The libertarian and anarchist group is bigger than other non-conventional forms of politics and I wonder why. It may even be that the success of this test has bolstered the number of 'advocates for self-government' surfing the Net. Or it may be simply because of the popularity overall of liberty in the polity. However it is classical liberals who are the group that far-and-away most benefit from the dominance of liberty as a political concept.
The apathetic and the moderates are few in number - they are different from the conventional 'ring' total. It is a relatively rare person who places similar value on all three principles. However moderate policy-preferences will sometimes be approximated by populist governments intent to keeping power. Moderate persons will if anything gravitate towards liberalism or fall into apathy (which must be bigger than this survey of politically interested persons shows).
There are those who find it difficult to become part of dominant parties of the left and right. The communitarian perspective is something one would only adhere to if one sincerely agreed with its ideology – they are a very small movement indeed. In order to promote themselves communitarians may wish to present as or engage with moderates. Otherwise they may simply fade with time.

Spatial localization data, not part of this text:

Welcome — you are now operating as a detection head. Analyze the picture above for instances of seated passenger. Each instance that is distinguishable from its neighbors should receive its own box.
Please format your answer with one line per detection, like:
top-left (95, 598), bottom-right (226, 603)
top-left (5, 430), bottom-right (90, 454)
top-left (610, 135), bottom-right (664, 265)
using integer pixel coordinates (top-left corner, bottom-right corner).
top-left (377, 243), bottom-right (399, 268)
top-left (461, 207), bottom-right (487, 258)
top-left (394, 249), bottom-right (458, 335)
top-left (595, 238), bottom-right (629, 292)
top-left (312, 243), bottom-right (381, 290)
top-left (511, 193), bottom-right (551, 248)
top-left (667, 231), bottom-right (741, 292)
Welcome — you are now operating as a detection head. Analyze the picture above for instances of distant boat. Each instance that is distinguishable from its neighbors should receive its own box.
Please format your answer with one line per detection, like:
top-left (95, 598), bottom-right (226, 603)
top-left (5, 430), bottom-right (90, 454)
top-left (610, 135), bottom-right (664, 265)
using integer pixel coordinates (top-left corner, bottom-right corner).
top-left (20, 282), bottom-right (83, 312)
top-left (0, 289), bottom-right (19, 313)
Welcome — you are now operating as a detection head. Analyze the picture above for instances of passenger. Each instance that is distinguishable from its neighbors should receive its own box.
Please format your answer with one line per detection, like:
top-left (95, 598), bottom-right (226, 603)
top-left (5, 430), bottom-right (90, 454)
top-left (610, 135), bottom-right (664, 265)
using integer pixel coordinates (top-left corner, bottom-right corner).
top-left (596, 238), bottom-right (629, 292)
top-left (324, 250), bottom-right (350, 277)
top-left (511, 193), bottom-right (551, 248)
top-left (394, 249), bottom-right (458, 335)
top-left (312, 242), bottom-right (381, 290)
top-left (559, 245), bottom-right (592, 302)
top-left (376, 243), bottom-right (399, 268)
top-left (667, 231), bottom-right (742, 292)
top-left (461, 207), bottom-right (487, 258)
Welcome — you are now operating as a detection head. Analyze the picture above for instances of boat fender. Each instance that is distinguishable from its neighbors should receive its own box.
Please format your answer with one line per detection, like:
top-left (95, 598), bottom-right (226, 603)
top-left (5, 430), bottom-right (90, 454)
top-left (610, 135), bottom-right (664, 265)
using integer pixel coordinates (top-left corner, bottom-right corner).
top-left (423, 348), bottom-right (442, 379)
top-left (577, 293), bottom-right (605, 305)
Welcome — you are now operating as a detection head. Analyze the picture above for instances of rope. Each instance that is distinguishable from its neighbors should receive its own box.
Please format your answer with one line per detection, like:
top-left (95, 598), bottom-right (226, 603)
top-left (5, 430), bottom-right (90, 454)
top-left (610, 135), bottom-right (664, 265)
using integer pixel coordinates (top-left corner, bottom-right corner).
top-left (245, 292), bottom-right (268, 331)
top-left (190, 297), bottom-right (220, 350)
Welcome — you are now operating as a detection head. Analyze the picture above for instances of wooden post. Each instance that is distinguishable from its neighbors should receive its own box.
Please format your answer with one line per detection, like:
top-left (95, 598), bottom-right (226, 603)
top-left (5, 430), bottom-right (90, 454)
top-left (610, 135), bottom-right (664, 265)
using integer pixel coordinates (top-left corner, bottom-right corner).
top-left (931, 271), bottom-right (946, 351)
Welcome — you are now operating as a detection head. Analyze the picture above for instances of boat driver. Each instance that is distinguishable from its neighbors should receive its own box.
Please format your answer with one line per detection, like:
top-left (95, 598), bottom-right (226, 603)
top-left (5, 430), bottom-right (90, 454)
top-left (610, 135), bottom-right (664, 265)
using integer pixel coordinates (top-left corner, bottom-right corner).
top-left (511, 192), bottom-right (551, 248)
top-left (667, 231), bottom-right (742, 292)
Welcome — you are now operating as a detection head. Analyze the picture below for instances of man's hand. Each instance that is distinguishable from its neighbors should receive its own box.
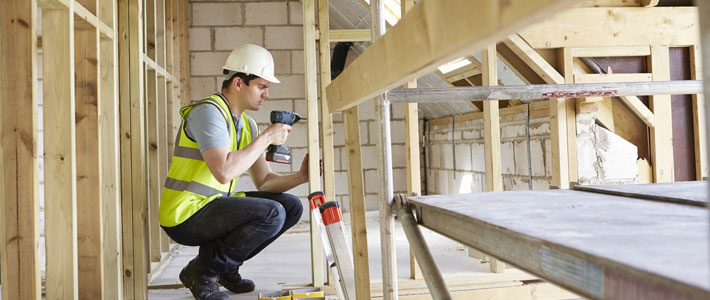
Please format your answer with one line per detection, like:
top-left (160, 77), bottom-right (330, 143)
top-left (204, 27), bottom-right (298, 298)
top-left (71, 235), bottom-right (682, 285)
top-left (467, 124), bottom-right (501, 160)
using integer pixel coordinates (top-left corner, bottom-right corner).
top-left (297, 154), bottom-right (324, 183)
top-left (263, 123), bottom-right (291, 145)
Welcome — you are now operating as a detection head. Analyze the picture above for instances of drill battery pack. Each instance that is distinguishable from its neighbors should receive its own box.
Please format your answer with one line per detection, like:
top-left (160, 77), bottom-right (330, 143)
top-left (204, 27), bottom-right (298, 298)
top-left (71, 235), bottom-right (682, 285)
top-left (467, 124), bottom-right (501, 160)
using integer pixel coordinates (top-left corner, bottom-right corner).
top-left (265, 145), bottom-right (292, 164)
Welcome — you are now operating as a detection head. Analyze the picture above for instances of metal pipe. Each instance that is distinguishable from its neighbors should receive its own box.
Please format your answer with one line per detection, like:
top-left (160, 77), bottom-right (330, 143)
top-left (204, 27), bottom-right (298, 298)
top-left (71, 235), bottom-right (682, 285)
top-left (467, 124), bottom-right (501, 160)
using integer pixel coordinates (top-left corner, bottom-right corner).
top-left (395, 195), bottom-right (452, 300)
top-left (384, 80), bottom-right (704, 104)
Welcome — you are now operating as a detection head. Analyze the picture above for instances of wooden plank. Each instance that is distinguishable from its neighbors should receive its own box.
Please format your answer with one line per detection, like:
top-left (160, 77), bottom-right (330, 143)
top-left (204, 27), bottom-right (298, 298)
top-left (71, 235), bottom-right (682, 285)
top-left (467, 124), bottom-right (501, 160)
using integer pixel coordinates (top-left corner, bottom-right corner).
top-left (317, 0), bottom-right (335, 221)
top-left (690, 45), bottom-right (706, 180)
top-left (400, 0), bottom-right (423, 282)
top-left (118, 0), bottom-right (148, 297)
top-left (328, 29), bottom-right (371, 42)
top-left (158, 76), bottom-right (169, 252)
top-left (145, 0), bottom-right (156, 60)
top-left (343, 106), bottom-right (372, 300)
top-left (572, 181), bottom-right (708, 207)
top-left (0, 1), bottom-right (41, 298)
top-left (648, 46), bottom-right (674, 183)
top-left (482, 45), bottom-right (505, 273)
top-left (301, 0), bottom-right (324, 287)
top-left (519, 7), bottom-right (699, 49)
top-left (325, 0), bottom-right (583, 113)
top-left (75, 26), bottom-right (104, 299)
top-left (496, 42), bottom-right (544, 85)
top-left (156, 0), bottom-right (166, 68)
top-left (147, 69), bottom-right (161, 263)
top-left (570, 46), bottom-right (650, 58)
top-left (560, 48), bottom-right (578, 184)
top-left (699, 1), bottom-right (710, 187)
top-left (98, 6), bottom-right (123, 297)
top-left (573, 73), bottom-right (652, 83)
top-left (179, 0), bottom-right (190, 106)
top-left (549, 98), bottom-right (569, 188)
top-left (42, 4), bottom-right (79, 300)
top-left (408, 190), bottom-right (710, 300)
top-left (502, 34), bottom-right (564, 85)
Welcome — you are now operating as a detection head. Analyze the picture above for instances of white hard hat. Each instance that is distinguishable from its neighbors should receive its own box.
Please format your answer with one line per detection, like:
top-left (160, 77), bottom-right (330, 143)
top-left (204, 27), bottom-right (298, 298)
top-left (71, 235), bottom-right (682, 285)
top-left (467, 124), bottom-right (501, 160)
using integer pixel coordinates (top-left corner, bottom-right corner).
top-left (223, 44), bottom-right (280, 83)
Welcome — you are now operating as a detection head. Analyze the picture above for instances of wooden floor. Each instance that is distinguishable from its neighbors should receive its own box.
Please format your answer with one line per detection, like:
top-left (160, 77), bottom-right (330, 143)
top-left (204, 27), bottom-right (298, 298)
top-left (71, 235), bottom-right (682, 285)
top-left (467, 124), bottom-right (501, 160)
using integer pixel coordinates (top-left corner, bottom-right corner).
top-left (407, 182), bottom-right (710, 300)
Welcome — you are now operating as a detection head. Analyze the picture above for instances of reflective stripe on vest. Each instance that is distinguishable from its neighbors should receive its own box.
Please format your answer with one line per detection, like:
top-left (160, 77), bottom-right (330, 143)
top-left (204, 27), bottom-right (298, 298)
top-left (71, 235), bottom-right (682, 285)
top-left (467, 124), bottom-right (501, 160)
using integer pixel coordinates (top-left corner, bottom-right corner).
top-left (159, 94), bottom-right (258, 227)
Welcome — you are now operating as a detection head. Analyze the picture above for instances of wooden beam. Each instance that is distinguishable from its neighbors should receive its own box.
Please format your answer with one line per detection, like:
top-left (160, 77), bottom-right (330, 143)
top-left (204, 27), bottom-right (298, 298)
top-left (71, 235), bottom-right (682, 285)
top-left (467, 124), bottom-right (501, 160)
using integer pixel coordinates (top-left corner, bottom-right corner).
top-left (42, 3), bottom-right (79, 300)
top-left (179, 0), bottom-right (190, 106)
top-left (550, 97), bottom-right (569, 188)
top-left (301, 0), bottom-right (325, 287)
top-left (0, 1), bottom-right (42, 298)
top-left (560, 48), bottom-right (578, 184)
top-left (699, 0), bottom-right (710, 186)
top-left (98, 1), bottom-right (123, 295)
top-left (118, 0), bottom-right (148, 298)
top-left (147, 69), bottom-right (161, 263)
top-left (649, 46), bottom-right (674, 183)
top-left (579, 0), bottom-right (641, 7)
top-left (75, 25), bottom-right (104, 299)
top-left (570, 46), bottom-right (651, 58)
top-left (482, 45), bottom-right (505, 273)
top-left (343, 106), bottom-right (372, 300)
top-left (317, 0), bottom-right (337, 257)
top-left (519, 7), bottom-right (699, 49)
top-left (690, 45), bottom-right (707, 180)
top-left (329, 29), bottom-right (371, 42)
top-left (503, 34), bottom-right (564, 84)
top-left (572, 73), bottom-right (655, 128)
top-left (325, 0), bottom-right (583, 113)
top-left (400, 0), bottom-right (423, 282)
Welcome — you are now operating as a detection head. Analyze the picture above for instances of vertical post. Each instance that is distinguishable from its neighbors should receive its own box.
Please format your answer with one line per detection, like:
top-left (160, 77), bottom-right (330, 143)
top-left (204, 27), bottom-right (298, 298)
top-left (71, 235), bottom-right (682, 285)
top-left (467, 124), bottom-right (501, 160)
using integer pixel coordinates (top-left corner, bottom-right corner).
top-left (0, 1), bottom-right (41, 299)
top-left (42, 1), bottom-right (79, 299)
top-left (371, 0), bottom-right (397, 299)
top-left (178, 0), bottom-right (190, 107)
top-left (343, 106), bottom-right (372, 299)
top-left (401, 0), bottom-right (423, 281)
top-left (301, 0), bottom-right (325, 287)
top-left (560, 48), bottom-right (577, 183)
top-left (317, 0), bottom-right (336, 227)
top-left (98, 0), bottom-right (123, 298)
top-left (690, 44), bottom-right (706, 180)
top-left (482, 45), bottom-right (505, 273)
top-left (696, 0), bottom-right (710, 252)
top-left (649, 46), bottom-right (674, 183)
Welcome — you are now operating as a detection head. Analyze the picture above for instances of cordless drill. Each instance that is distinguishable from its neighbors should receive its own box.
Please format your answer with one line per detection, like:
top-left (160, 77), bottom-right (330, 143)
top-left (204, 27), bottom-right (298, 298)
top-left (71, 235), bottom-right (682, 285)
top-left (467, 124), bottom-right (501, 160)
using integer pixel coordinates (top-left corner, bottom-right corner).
top-left (265, 110), bottom-right (304, 164)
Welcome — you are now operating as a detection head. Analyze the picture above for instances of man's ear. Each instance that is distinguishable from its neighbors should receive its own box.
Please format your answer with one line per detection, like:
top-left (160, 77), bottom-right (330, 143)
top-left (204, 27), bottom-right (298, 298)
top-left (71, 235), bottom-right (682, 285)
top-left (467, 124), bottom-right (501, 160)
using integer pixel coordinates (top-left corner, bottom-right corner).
top-left (232, 77), bottom-right (242, 91)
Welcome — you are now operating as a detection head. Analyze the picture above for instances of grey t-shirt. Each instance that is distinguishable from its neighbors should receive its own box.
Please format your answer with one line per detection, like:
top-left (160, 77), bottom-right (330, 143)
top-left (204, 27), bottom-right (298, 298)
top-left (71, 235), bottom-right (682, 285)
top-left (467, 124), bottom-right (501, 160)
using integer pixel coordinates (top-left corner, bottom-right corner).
top-left (184, 102), bottom-right (258, 153)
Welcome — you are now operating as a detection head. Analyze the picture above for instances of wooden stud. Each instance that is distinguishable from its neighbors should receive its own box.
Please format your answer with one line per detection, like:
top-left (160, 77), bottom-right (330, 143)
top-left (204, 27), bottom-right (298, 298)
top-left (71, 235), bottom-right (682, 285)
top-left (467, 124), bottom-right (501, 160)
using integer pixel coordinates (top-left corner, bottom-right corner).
top-left (570, 46), bottom-right (651, 58)
top-left (400, 0), bottom-right (423, 281)
top-left (648, 46), bottom-right (674, 183)
top-left (0, 1), bottom-right (42, 298)
top-left (98, 0), bottom-right (123, 297)
top-left (179, 0), bottom-right (190, 106)
top-left (147, 68), bottom-right (161, 263)
top-left (482, 45), bottom-right (505, 273)
top-left (519, 7), bottom-right (698, 48)
top-left (343, 106), bottom-right (372, 300)
top-left (690, 45), bottom-right (706, 180)
top-left (317, 0), bottom-right (335, 220)
top-left (503, 35), bottom-right (564, 85)
top-left (325, 0), bottom-right (584, 113)
top-left (328, 29), bottom-right (371, 42)
top-left (118, 0), bottom-right (148, 297)
top-left (75, 24), bottom-right (104, 299)
top-left (560, 48), bottom-right (578, 184)
top-left (42, 2), bottom-right (79, 299)
top-left (698, 0), bottom-right (710, 187)
top-left (550, 97), bottom-right (569, 188)
top-left (301, 0), bottom-right (325, 287)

It is because of the tiny numbers of communitarians that I am tempted to abandon my model altogether and admit that the left-right concept is correct in most cases. Fewer than 5% of test-takers in this conventional ring are communitarian. One could then remove them from that ring and turn it into a line. From left-to-right one would then have the following:
The mark of a centrist then would be a dedication to liberty rather than in seeking to compromise between equality and stability. However the conventional ring excludes almost a third of all participants.
An anarchist is a very different thing from a liberal and cannot be conveniently subsumed into the left-right model. And then there is everyone from revolutionary to survivalist and back to the lamented communitarian – even if they are small in number I think they still deserve to be recognized and understood and sometimes the only way to do that is give names to things.
Furthermore there are still authoritarian and even totalitarian regimes in the world today. The secular ones of the Twentieth Century may be on the wane but those of a religious form very much exist even if nobody of that persuasion chooses to take tests on OKCupid. A multi-dimensional model is still a useful thing to develop. I hope that mine - focusing on principles rather than issues - can be regarded as a useful addition to the many models presented on-line that help us understand our own politics and those of others we interact with.